Six months after divorcing his first wife, he married a woman named Xia Jie and moved with her into a new single-story house separated from the Yunhuang Temple by a low wall. After the wedding, Meng spent most of his free time gazing across the wall at the temple, listening to the music as he watched the monks’ activities. After joining the qigong sessions, whenever he heard the daily clang of a gong, he scaled the wall, spry as a monkey. On one occasion he was met by Abbot Zhixiang, who stopped him from running off by saying, “Don’t I know you?”

Meng nodded. “The abbot has a wonderful memory.
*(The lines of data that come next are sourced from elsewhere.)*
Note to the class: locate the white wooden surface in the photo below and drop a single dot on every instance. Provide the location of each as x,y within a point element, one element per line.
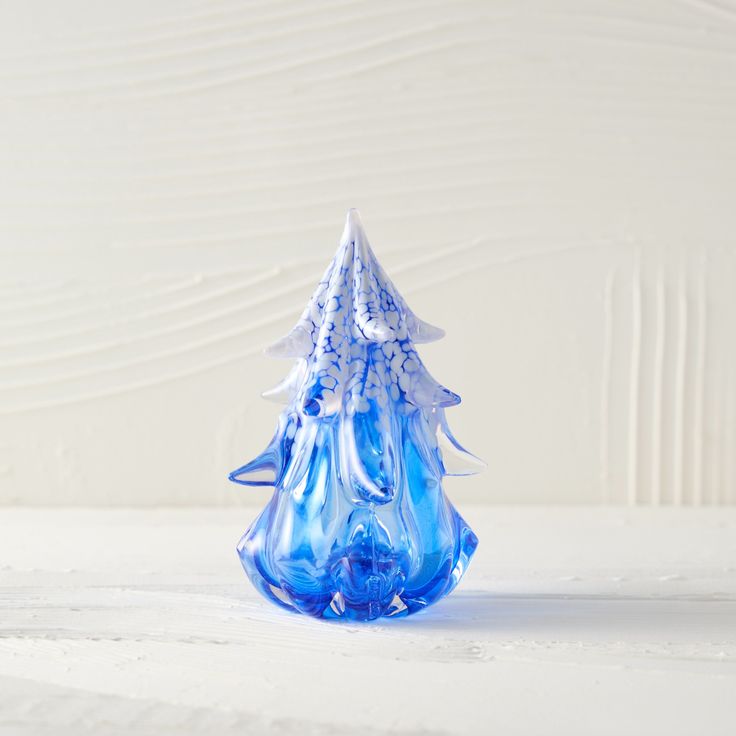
<point>573,621</point>
<point>552,183</point>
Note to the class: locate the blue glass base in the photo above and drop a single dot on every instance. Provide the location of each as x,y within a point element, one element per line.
<point>365,578</point>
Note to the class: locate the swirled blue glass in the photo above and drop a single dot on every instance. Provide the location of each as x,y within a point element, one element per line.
<point>358,526</point>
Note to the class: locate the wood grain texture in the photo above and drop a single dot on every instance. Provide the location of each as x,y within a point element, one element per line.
<point>569,620</point>
<point>552,184</point>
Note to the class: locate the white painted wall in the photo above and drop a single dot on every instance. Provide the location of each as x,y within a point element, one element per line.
<point>552,182</point>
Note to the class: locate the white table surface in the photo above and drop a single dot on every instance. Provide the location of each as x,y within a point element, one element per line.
<point>589,621</point>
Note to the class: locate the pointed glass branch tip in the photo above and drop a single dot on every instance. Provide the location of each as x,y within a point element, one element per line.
<point>353,226</point>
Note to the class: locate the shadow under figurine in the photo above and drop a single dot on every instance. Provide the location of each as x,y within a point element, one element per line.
<point>358,526</point>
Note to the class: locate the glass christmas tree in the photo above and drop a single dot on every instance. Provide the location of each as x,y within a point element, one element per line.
<point>358,526</point>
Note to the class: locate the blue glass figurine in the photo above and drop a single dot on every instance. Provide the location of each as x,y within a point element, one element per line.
<point>358,526</point>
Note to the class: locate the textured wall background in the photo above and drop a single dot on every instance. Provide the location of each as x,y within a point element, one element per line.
<point>552,182</point>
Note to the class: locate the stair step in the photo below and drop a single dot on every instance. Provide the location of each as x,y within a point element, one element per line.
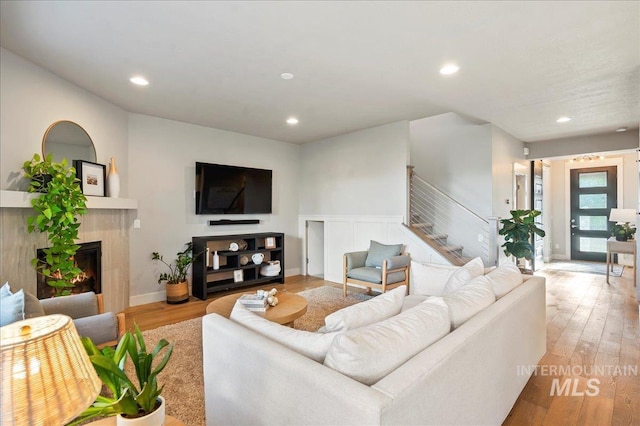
<point>437,238</point>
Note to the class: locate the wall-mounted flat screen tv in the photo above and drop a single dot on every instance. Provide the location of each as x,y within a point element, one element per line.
<point>224,189</point>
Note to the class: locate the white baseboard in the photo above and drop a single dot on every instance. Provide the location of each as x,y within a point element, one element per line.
<point>142,299</point>
<point>291,272</point>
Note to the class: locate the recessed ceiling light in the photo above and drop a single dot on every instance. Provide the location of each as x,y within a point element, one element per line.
<point>140,81</point>
<point>449,69</point>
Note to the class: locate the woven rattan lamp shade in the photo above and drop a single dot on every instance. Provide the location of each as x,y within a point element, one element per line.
<point>47,377</point>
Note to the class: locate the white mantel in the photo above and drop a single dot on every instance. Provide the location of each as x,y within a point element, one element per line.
<point>21,199</point>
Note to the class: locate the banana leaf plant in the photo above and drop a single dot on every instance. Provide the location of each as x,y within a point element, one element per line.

Apparently you remember me.”

“Of course I do. Did that plant of yours die?”

“Yes,” Meng replied, “and everything turned out just as you had predicted.”

“What about your friend? Did he recover from his illness?”

“He did, some time ago. But if you knew he was sick, then you must be an immortal.”

“I am nothing of the sort. If I were, I would have asked your famous friend to stick around for a friendly conversation.”

Meng made haste to say, “I will bring him over to pay his respects to the abbot one of these days.”

The very first qigong session turned Meng Yunfang into a devotee who never passed up an opportunity to spread the word that the exercises had endowed him with unprecedented qi. When friends called, he sat cross-legged to circulate the qi. He even tried to transmit it to his friends, then asked if they felt different. When they said no, it was time for an incantation, chanted with such fervor that he foamed at the mouth and broke out in a sweat. When that did not work, his friends had a good laugh.